If her waters have gone labour will be well established, keep an close eye on her she will start to show signs by panting and digging quite soon. Waters don't normally go with no other signs to follow. Waters don't smell offensive if all is well! Or as you say she's being cheeky. Keep use up-dated and good luck.


----------



## kelzcats (Aug 1, 2011)

Keep your vets number (Emergency number), car keys and everything you need to hand as once labour started it can be quite over whelming if you haven't been at a birth before and you may panic!


----------



## Rafa (Jun 18, 2012)

Waters don't really 'go' in dogs as in humans.

Each pup is born in it's own water sac, so often, no other water is seen.

The signs of early labour are digging/nesting, loss of appetite, sometimes vomiting and restlessness.

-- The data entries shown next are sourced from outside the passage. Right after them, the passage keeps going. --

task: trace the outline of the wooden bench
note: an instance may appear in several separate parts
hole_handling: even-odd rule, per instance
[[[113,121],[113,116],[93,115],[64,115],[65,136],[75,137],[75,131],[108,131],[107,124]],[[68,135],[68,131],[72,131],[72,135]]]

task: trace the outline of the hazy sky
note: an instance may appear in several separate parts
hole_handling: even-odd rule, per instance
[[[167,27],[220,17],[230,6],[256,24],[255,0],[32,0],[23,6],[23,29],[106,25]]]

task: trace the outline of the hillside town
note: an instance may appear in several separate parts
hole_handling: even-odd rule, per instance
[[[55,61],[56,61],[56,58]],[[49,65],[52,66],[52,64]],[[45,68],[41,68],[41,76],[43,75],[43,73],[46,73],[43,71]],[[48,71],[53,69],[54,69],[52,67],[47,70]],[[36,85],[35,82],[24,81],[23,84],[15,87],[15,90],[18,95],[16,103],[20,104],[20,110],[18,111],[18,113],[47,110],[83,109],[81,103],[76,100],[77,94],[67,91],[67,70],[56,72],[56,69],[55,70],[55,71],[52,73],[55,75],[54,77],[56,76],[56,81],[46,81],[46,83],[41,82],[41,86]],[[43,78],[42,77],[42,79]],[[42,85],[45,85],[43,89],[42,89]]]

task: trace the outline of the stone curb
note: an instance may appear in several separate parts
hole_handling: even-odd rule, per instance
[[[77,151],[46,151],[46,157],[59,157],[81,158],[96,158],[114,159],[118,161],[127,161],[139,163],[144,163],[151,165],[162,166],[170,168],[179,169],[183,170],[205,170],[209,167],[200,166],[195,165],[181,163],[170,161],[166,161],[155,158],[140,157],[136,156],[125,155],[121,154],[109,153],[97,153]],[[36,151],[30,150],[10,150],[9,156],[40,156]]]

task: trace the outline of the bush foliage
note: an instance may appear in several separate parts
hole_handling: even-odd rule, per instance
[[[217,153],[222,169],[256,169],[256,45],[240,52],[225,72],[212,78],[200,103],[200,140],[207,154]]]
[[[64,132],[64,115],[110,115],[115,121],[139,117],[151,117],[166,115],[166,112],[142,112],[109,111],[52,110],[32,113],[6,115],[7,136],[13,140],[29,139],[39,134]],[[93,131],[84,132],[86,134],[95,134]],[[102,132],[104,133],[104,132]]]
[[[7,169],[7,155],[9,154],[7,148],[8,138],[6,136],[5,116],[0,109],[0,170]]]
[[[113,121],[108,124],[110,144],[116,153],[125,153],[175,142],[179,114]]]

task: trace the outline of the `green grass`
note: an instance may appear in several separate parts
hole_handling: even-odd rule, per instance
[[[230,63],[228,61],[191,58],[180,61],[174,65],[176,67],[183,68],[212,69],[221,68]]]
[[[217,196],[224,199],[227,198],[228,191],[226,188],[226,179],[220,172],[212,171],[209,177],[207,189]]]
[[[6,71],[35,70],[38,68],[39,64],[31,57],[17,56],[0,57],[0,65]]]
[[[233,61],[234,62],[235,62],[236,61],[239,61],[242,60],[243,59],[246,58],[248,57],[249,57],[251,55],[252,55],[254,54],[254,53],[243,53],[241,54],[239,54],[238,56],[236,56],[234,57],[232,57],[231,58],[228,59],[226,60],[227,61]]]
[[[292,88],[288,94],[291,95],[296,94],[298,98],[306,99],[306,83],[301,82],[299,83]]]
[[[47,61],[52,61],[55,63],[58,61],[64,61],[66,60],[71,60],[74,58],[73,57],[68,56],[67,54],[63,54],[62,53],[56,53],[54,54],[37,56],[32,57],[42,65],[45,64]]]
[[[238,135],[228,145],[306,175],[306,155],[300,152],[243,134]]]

She isn't at her due date yet, so just keep an eye on her.


----------



## Rafa (Jun 18, 2012)

Duplicate post.


----------



## Missfrenchie90 (Jun 11, 2017)

Update : hi all ,
Thanks for your advice and help , 
Lady is being a bit strange she keeps following me and laying on the floor stretching out , I have everything ready to go so when she dose start everything is on hand , she's laying down having a relax at the moment, not sleeping just laying there bless her ! , thanks for all your advice I will keep you all informed


----------



## SpicyBulldog (Jun 30, 2012)

Doesn't sound like active labor has started yet, so simply keep an eye on her. She might be getting close and age is wanting to be near to you.


----------



## Missfrenchie90 (Jun 11, 2017)

Update : lady's temp dropped last night to 36.9 them themomiter broke , so been keeping a eye on her , this morning she's nesting and panting following me , so I'm going to call the vets fingers crossed everything is on it's way now poor chicken x will keep you all updated


----------



## Missfrenchie90 (Jun 11, 2017)

Update!!! Lady's gone in for her c section ! I am extremely excited and nervous and slightly worried , she's such a brave piggy ! Thank you all for your advice and help, I will update later x


----------



## Rafa (Jun 18, 2012)

Hope all goes well for her.


----------



## Missfrenchie90 (Jun 11, 2017)

Thank you


----------



## SusieRainbow (Jan 21, 2013)

How exciting !!


----------



## Missfrenchie90 (Jun 11, 2017)

It's nerve racking ! I have cleaned up like a super hero lol shooting around like a mad woman lol, eating in a phone call I do t wanna call them incase I annoy them lol c


----------



## Rafa (Jun 18, 2012)

They will let you know once the pups are here and they know Mum is okay.


----------



## SusieRainbow (Jan 21, 2013)

Missfrenchie90 said:


> It's nerve racking ! I have cleaned up like a super hero lol shooting around like a mad woman lol, eating in a phone call I do t wanna call them incase I annoy them lol c


I always clean when stressed , the kids thought it was hilarious ! That's the only time though.


----------



## Sled dog hotel (Aug 11, 2010)

Hope all goes well and Mum and pups will be fine.


----------



## kelzcats (Aug 1, 2011)

Could have well been her waters then! Had a feeling she was going into labour. Good luck hope all goes well with mum and puppies. Just out of curiosity do you get the female spayed after they have had a C-section? or do they go on to have more litters? I would have thought there is a risk in the future if they went on to have more puppies due to scare tissue and muscle weakness. In breeding cats if one of our queens have a c-section we tend to get them spayed at the same time.


----------



## Missfrenchie90 (Jun 11, 2017)

Hello everyone!! Lady and puppies are doing well Only issue lady don't really want too feed them but is getting better but I am feeding them every 2 hours , there was 6 instead of 5 3 girls 3 boys !! No they don't get spayed at the same time because it cause them to regect the puppies as the hormones stop , but yeah they can breed again it's less likely to get as messy as if u have a normal birth ( whelp ) then have to have a emergency ceser they have less time so tend to be more rough , thank you all for your advice and here is the pictures ( get ready to scream )


----------



## Missfrenchie90 (Jun 11, 2017)

There so cute ❤❤❤❤


----------



## Rafa (Jun 18, 2012)

Ah, lovely, even litter and glad they arrived unscathed.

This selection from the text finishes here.